The defense of Pedro Hernandez, 54, of Maple Shade, N.J., depends on convincing jurors his confession was false.

"He has visions. He hears voices," defense lawyer Harvey Fishbein said. "He cannot distinguish between what is real and what is not."

Etan was last seen alive walking to the bus stop in 1979. His body has never been found, and memories can falter with the passage of time. But the prosecutor told jurors that Hernandez, a teenager at the time of the crime, implicated himself long before police questioned him:

• Hernandez, without naming the boy, had told friends, relatives and his prayer group in the 1980s that he had killed a child.

• Hernandez said that he had sexually abused a boy before killing him.

• Hernandez's ex-wife, years ago, said she found a cut-out photo of Etan in a little box where the man stored keepsakes.

Hernandez's brother-in-law Jose Lopez tried to alert authorities for years, the prosecutor said, calling America's Most Wanted, the National Center for Missing and Exploited Children, and the New York police.
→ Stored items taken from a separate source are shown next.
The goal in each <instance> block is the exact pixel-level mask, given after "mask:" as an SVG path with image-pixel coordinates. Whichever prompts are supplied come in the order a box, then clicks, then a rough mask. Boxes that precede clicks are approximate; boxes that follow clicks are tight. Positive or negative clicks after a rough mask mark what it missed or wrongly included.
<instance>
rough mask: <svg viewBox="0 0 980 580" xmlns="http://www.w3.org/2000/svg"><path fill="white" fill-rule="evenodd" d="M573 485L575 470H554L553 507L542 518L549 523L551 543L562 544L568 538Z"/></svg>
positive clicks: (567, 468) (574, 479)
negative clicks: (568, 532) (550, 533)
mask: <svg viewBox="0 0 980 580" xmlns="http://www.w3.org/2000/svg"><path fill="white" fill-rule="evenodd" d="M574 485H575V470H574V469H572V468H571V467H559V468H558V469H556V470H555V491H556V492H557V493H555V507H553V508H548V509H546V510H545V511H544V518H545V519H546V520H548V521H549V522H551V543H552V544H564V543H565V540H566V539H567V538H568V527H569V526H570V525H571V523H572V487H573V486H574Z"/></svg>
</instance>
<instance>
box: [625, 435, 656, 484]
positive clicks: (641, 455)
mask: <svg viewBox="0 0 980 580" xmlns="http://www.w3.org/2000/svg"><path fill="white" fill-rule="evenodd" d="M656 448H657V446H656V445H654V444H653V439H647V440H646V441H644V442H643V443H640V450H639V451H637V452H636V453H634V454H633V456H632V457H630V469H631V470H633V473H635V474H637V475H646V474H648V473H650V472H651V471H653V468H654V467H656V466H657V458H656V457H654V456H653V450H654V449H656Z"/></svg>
No one got back to him until 2012, when he called again after seeing news of a failed effort to dig for clues in a neighborhood basement.

Etan's disappearance prompted changes in how police and parents think of missing children. His face became one of the first to appear on milk cartons. His parents advocated for legislation that created a nationwide law-enforcement framework to address such cases. The day of his disappearance is now National Missing Children's Day.